Я не обратил внимания на нелестный эпитет. И снова немного забыл о вожделении. Мне никак не удавалось понять, куда клонит графиня. Та же вздохнула, будто почувствовав мои затруднения.
— Ты случайно оказался в этой интриге. Суть в том, что наша императрица с помощью брака хочет закрепить союз с Берлином. Чего точно не одобрят Вена и Париж. Но и это не самое главное. По всему выходит, что Катька повязана с англичанами, которые и стоят за Пруссией. А вот они, наиболее опасный игрок, если мерить ситуацию любимыми тобой шахматами. Плохо, что даже столь неглупый человек, как Никита Иванович, не видит подноготной сложившейся ситуации. Хотя, граф не только любитель набить живот, но и весьма умный государственный муж. У него, скорее всего, имеется собственное мнение на этот счёт.
Пытаюсь осознать полученные сведения, что удаётся мне с трудом. Я пока просто не готов в подобному. Вернее, иногда мне не хочется погружаться в европейские дела. Тут в столичных раскладах не разобраться, куда уж думать о Европе. Но чую, что подобное поведение ошибочно. Анна вывела меня из задумчивости весьма простым способом.
— Ваня, ты уже позабыл обо мне? Наверное, твои мечты в далёком Дармштадте? Может, я поеду домой?
При этом рука графини опустилась ниже, а её губы, начавшие целовать мои, намекали на совершенно ином продолжении нашего разговора.
Я чуть не подпрыгнул о возмущения, но был остановлен ласковыми, но неожиданно сильными руками. Очередное плавное движение и Анна оседлала меня, будто наездница.
— Так мне уходить?
— Нет! — чуть ли не рычу в ответ.
Смех, раздавшийся в ответ, заставил меня совершенно потерять разум. Вернее, я лишился его, когда увидел эту замечательную женщину.
Уже после очередного безумства, когда я лежал в изнеможении, графиня вдруг вернулась к моей фразе о преграде между нами.
— Есть неписанные правила, идущие со времён Петра Первого. Русские царевичи и царевны женятся на иностранцах. Сейчас это в основном немцы. Я, может, излишне своенравная, но хочу жить, а ещё быть рядом с тобой. Поэтому не полезу туда, куда не нужно. Здесь меня не спасёт ни происхождение, ни высокопоставленные родственники. А ты даже в мыслях забудь о возможном браке. Это не нужно никому. Я и так всегда буду рядом, если ты не прогонишь, конечно.
— Да я, никогда…
Договорить мне не дали мягкие губы, прервавшие готовое вылететь возмущение.
*
— Так, ведь сумма получается небольшая! Почему Академия противится?

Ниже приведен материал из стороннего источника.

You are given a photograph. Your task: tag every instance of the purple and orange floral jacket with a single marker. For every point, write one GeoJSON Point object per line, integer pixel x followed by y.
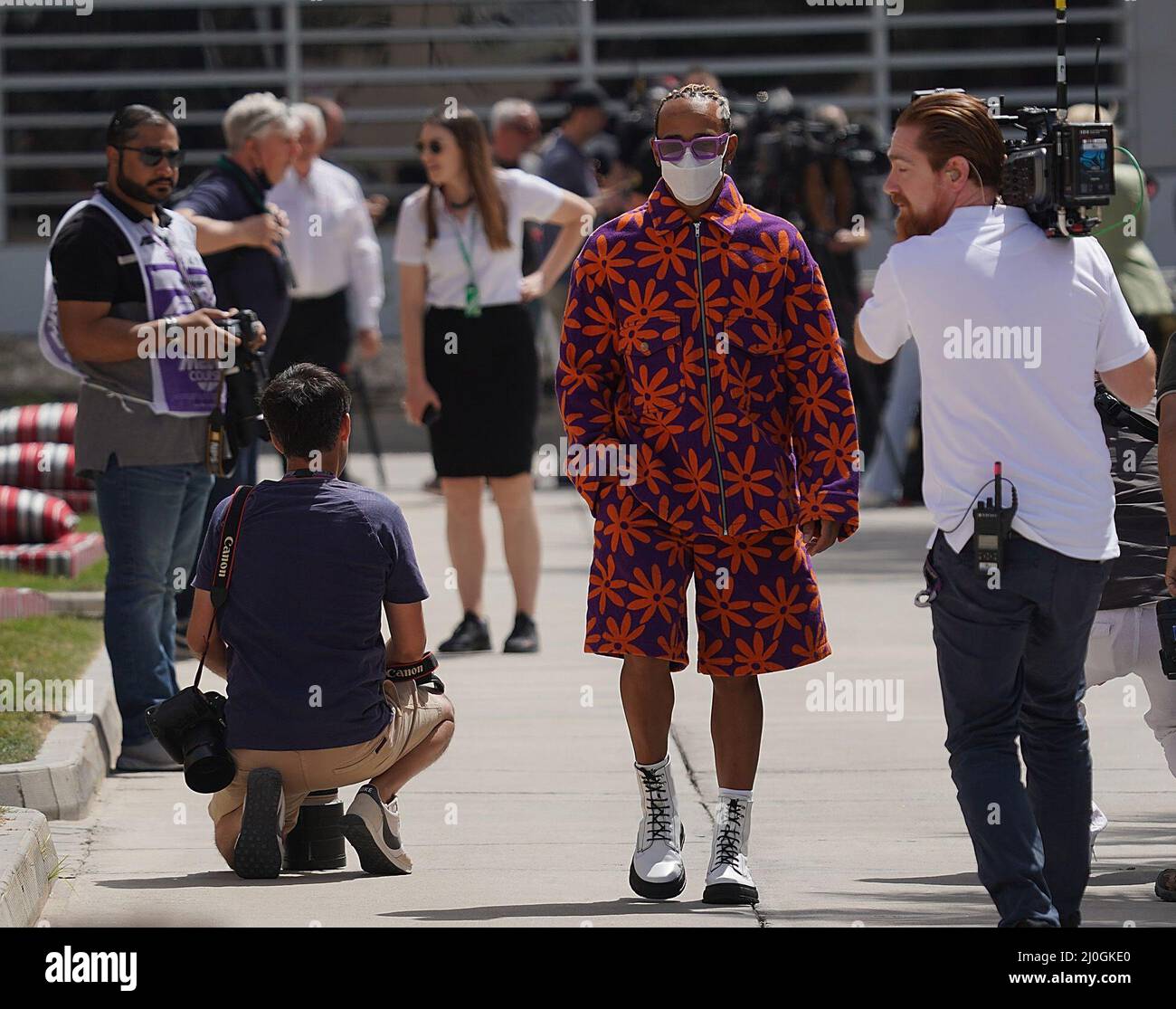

После очередного урока мы с Румовским начали обсуждать будущий учебник. Более того, недавно мне пришла в голову идея напечатать азбуку. Сейчас есть букварь, по которому учатся дети. Я же предложил более лёгкую и понятную концепцию. Да и самих книг недостаточно. По словам Степана Яковлевича, букварь издаётся только для учебных заведений в весьма небольших количествах. Да и самих школ в России сейчас крайне мало. А ведь многие дети получают образование на дому, и азбука может сильно облегчить обучение. Но Академия вдруг отказала профессору в оплате за издание книг. Потому я и негодую.
— Поймите меня правильно, я никоим образом не хочу бросить тень на высокопоставленную особу, — Румовский вдруг заёрзал на стуле, — Но княгиня Дашкова отличается излишней умеренностью. В данное время Екатерина Романовна посчитала, что у её ведомства есть более насущные задачи.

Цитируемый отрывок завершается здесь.